“August is a perfect time to collect your notes, mine for memories, and pull together a draft of your Common App essay” —advice on the College Essay Advisors website.
“Start by identifying a quirky or challenging experience that reflects a key insight into your experience. Think about how this experience has shaped your perspective and character. Use humor and honesty to bring your story to life, and focus on how you have embraced your differences to become stronger and more resilient.” —“College Essays That Worked And How Yours Can, Too,” Forbes, June 26, 2024.
Dear Admissions Committee,
I write to you today with a sense of purpose, not in the hope that my application will be accepted, but with the sincere request that it be rejected. Yes, you read that correctly. I acknowledge that the conventions of college admissions essays demand tales of unparalleled grit and overcoming adversity. Regrettably, my seventeen years on Earth have been marked by an unbroken series of mundane and typical experiences. Accordingly, I seek your rejection as an opportunity to finally craft the transformative story I so desperately lack.
Let me begin with the Great C Catastrophe of my sophomore year. Unlike the tales of those who heroically conquer academic challenges, my encounter with a poor grade on a chemistry test was merely a brush with mediocrity. I discovered no hidden learning disability and overcame no personal hardship to improve my performance. I simply studied a bit harder, made an effort to understand stoichiometry a little better, and my grades improved. Hardly the stuff of legend.

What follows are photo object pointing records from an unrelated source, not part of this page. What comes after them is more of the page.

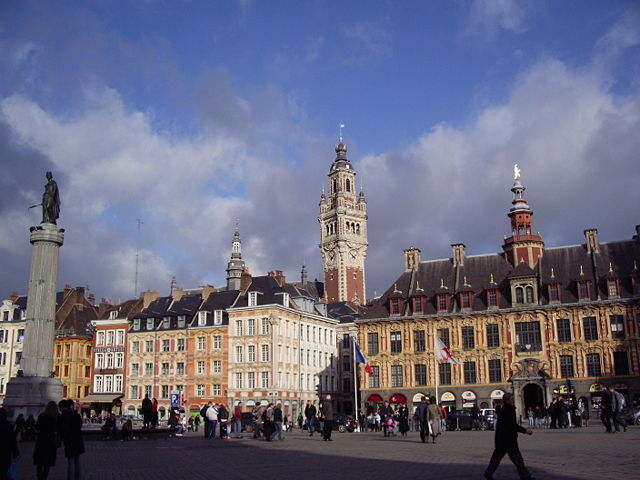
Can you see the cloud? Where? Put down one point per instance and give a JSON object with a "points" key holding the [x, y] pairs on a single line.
{"points": [[487, 17]]}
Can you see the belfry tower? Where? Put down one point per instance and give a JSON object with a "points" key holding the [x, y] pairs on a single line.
{"points": [[523, 245], [343, 233]]}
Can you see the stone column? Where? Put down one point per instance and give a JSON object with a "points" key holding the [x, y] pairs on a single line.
{"points": [[35, 385]]}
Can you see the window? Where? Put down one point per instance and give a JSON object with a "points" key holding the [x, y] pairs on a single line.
{"points": [[372, 343], [394, 306], [584, 290], [493, 335], [492, 298], [590, 327], [495, 371], [621, 363], [443, 334], [253, 299], [374, 378], [396, 375], [617, 326], [566, 366], [396, 342], [419, 343], [445, 373], [421, 374], [593, 365], [528, 337], [564, 329], [468, 338], [469, 369]]}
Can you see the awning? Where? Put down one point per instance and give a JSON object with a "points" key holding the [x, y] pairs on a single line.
{"points": [[102, 397]]}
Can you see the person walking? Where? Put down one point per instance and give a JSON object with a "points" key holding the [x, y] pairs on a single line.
{"points": [[421, 413], [434, 419], [71, 434], [506, 440], [46, 448], [327, 417], [310, 414], [8, 445]]}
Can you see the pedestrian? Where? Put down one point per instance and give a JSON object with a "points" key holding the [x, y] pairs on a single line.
{"points": [[310, 414], [327, 417], [506, 440], [47, 441], [237, 420], [434, 419], [203, 414], [71, 433], [277, 422], [8, 445]]}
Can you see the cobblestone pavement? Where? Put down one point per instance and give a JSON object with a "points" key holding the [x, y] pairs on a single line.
{"points": [[582, 453]]}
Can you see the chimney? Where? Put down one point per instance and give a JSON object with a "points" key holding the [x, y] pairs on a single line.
{"points": [[148, 297], [207, 290], [458, 254], [591, 236], [245, 279], [411, 258]]}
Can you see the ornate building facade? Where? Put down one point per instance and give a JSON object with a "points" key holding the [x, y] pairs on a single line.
{"points": [[343, 233], [533, 320]]}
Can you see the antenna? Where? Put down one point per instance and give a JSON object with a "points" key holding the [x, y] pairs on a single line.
{"points": [[135, 288]]}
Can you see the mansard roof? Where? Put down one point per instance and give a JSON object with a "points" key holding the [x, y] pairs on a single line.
{"points": [[570, 265]]}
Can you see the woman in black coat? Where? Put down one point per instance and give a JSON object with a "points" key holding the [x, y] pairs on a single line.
{"points": [[46, 448]]}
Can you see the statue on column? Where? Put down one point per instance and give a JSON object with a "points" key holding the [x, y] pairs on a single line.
{"points": [[50, 201]]}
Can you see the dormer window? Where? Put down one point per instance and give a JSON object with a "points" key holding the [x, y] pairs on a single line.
{"points": [[584, 290], [554, 292], [253, 299], [442, 302]]}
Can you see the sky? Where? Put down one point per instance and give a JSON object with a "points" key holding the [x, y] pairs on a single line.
{"points": [[192, 116]]}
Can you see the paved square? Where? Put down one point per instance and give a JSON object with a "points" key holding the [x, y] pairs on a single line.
{"points": [[583, 453]]}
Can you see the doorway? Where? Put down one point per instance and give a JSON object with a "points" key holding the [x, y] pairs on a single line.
{"points": [[532, 395]]}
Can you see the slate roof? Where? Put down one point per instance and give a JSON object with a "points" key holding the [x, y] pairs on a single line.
{"points": [[567, 263]]}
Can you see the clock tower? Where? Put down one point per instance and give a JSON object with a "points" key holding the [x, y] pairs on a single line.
{"points": [[343, 233]]}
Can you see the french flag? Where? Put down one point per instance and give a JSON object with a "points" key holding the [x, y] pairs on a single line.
{"points": [[360, 359]]}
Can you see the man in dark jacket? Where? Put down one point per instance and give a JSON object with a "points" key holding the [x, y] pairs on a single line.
{"points": [[507, 429], [327, 416], [310, 414]]}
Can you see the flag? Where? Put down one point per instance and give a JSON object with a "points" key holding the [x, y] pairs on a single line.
{"points": [[360, 359], [443, 353]]}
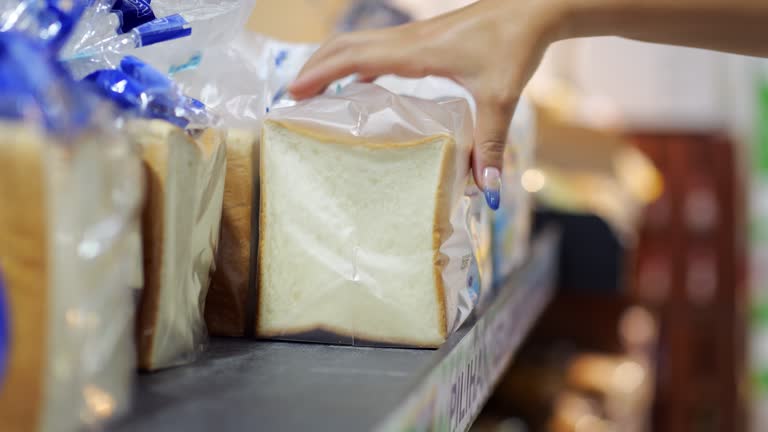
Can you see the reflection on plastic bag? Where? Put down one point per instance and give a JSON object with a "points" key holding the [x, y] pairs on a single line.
{"points": [[68, 242], [379, 234], [70, 308]]}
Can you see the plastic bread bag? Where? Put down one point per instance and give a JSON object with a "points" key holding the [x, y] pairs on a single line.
{"points": [[217, 80], [111, 28], [180, 230], [185, 172], [362, 231], [512, 221], [114, 28], [70, 187]]}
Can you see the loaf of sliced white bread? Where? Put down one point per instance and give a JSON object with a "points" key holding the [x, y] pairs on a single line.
{"points": [[68, 214], [227, 303], [357, 193], [180, 231]]}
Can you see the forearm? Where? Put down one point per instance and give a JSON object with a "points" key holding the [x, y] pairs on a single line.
{"points": [[738, 26]]}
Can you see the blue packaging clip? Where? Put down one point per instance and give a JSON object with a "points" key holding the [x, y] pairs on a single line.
{"points": [[163, 29], [34, 86], [132, 13], [144, 73]]}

Then there was the time I was cut from the soccer team. It wasn’t because of a debilitating injury or systemic bias. I’m simply not varsity material. My response wasn’t a Herculean effort in the gym or rising before dawn to put in miles of roadwork, determined to earn a roster spot the following year. I pivoted to the debate team, where I found modest success. Again, it’s a story that lacks the dramatic arc of overcoming insurmountable odds. Just a kid trying something new when one path didn’t pan out.
Finally, there was the high school musical debacle. I auditioned and didn’t get the lead, or any part at all. Accepting the judgment of the director, I joined the stage crew. It wasn’t a life-altering setback but rather a simple redirection of my interests. My role behind the scenes was fulfilling, yet it didn’t transform me into a beacon of resilience. It just made me realize I enjoyed the technical side of theater more than being in the spotlight.
These experiences, while formative in their own ways, fail to meet the epic standards set by modern college essays. They lack the punch, the narrative twist that makes readers’ jaws drop in awe. I am—it pains me to confess it—the product of a happy, stable home where my challenges were ordinary and my responses to them equally so.
Therefore, I implore you to reject my application. Let your rejection be the crucible through which I forge my story of overcoming adversity! Permit me the gut-wrenching experience of receiving that thin envelope or terse email! Grant me the sting of failure so that I might finally have something worth writing about!
Imagine, if you will, my future essay: “Rejected from my top choice, I faced a crossroads. With grit and determination, I transformed this rejection into a launching pad for my personal growth.” It would be a tale of resilience, of turning defeat into triumph—exactly the kind of narrative that captures the hearts and minds of admissions officers everywhere.
So, in closing, I request—nay, I demand—that you reject my application. Help me help myself by giving me the adversity I so sorely lack. Allow me the privilege of being turned down so that I can rise up, story-worthy and ready, for the next application cycle.
Thank you for considering my request. I eagerly await your rejection.